Examples using NumPy

Using NumPy multidimensional arrays to create variables

Use NumPy arrays for creating a 3-dimensional array of variables, then use it to create a mode.

S1 = range(2)
S2 = range(3)
S3 = range(4)

m = xp.problem()

h = np.array([[[xp.var(vartype = xp.binary)
                for i in S1]
                for j in S2]
                for k in S3])

m.addVariable(h)
	
m.setObjective (h[0][0][0] * h[0][0][0] +
                h[1][0][0] * h[0][0][0] +
                h[1][0][0] * h[1][0][0] +
                xp.Sum(h[i][j][k] for i in S3 for j in S2 for k in S1))

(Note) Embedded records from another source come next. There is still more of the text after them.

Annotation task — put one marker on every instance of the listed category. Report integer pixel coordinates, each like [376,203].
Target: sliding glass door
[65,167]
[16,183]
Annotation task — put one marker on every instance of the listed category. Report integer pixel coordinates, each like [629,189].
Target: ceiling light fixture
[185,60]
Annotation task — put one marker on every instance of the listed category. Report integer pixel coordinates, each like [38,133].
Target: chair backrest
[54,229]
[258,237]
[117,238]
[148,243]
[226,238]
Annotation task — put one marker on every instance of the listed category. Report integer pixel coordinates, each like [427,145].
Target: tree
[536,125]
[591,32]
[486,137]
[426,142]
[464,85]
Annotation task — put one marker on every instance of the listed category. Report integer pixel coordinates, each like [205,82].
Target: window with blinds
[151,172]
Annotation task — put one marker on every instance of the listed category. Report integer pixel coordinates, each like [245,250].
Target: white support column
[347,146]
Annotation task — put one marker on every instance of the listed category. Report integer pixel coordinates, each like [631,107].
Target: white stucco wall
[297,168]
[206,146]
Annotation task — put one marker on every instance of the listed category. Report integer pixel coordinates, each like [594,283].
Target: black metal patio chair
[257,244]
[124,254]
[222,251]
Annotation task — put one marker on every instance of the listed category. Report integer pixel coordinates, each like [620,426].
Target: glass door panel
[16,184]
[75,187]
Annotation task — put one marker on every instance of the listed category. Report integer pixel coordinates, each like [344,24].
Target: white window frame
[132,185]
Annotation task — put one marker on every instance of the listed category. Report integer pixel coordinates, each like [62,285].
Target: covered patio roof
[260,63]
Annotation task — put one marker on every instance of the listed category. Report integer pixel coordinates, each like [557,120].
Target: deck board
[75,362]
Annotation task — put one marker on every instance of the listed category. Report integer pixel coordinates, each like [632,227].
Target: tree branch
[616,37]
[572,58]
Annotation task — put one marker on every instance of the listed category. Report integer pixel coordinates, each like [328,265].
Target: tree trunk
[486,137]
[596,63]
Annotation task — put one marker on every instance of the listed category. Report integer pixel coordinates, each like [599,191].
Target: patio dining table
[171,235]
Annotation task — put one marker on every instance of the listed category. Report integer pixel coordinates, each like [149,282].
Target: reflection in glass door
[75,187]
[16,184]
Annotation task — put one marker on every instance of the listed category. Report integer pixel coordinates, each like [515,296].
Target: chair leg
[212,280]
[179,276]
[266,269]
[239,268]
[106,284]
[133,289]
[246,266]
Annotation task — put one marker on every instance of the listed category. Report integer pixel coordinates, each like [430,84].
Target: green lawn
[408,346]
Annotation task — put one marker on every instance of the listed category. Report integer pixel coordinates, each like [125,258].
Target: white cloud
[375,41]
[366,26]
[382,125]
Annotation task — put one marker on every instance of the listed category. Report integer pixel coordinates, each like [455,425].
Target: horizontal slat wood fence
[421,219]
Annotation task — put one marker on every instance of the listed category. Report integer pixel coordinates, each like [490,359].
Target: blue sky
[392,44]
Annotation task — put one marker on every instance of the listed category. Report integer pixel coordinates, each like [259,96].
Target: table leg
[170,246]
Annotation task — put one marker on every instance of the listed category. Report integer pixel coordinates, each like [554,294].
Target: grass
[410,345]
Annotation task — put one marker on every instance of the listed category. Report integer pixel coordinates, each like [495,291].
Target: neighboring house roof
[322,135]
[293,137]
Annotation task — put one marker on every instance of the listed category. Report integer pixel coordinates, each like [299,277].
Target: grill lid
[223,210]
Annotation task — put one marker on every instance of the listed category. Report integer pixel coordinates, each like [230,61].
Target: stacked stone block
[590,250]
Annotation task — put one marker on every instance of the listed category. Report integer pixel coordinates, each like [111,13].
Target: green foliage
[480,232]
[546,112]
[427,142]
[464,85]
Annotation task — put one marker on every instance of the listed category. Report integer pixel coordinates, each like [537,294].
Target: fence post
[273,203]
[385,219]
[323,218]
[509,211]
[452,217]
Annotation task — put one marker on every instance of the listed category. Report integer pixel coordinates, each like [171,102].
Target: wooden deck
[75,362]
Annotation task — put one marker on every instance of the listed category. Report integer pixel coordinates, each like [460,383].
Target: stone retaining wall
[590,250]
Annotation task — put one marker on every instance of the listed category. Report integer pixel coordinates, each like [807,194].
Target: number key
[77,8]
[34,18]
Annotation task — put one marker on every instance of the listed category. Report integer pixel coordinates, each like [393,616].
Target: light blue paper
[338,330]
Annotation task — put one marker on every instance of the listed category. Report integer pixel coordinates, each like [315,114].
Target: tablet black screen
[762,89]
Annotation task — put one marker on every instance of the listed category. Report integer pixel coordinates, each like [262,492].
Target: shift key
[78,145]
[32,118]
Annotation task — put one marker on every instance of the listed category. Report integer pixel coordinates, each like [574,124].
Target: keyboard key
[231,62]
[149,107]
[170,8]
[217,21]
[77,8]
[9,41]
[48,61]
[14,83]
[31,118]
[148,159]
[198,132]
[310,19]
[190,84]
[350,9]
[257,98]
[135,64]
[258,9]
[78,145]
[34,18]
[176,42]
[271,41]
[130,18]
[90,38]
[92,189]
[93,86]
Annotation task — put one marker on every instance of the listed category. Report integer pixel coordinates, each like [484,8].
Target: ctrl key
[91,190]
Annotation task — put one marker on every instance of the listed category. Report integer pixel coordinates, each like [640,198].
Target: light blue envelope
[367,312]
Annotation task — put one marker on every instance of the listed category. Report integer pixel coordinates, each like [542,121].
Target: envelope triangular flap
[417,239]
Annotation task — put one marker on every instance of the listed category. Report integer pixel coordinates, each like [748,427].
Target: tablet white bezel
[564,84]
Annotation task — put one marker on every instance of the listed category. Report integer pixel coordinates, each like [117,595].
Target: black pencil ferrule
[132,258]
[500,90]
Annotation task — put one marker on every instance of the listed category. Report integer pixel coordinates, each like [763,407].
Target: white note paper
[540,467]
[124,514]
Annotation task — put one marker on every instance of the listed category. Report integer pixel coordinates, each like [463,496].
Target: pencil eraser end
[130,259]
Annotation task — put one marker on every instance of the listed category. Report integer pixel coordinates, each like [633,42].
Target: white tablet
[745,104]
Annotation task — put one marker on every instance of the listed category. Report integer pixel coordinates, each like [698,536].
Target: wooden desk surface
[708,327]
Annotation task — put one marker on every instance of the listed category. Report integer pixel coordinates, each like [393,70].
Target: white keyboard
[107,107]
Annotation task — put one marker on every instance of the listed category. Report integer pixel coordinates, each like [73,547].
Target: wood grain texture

cons00 = - h[0][0][0] ** 2 +
         xp.Sum(i * j * k * h[i][j][k]for i in S3 for j in S2 for k in S1) >= 11

m.addConstraint(cons00)

m.solve()

The final part of the code retrieves the matrix representation of the quadratic part of the only constraint.

mstart1=[]
mclind1=[]
dqe1=[]
m.getqrowqmatrix(cons00, mstart1, mclind1, dqe1, 29, h[0][0][0], h[3][2][1])
print("row 0:", mstart1, mclind1, dqe1)

Using the dot product to create arrays of expressions

Here we use NumPy arrays to print the product of a matrix by a random vector, and the xpress.Dot function on a matrix and a vector. Note that the NumPy dot operator works perfectly fine here, but should be avoided for reasons of performance, especially when handling large arrays where at least one contains optimization variables or expressions.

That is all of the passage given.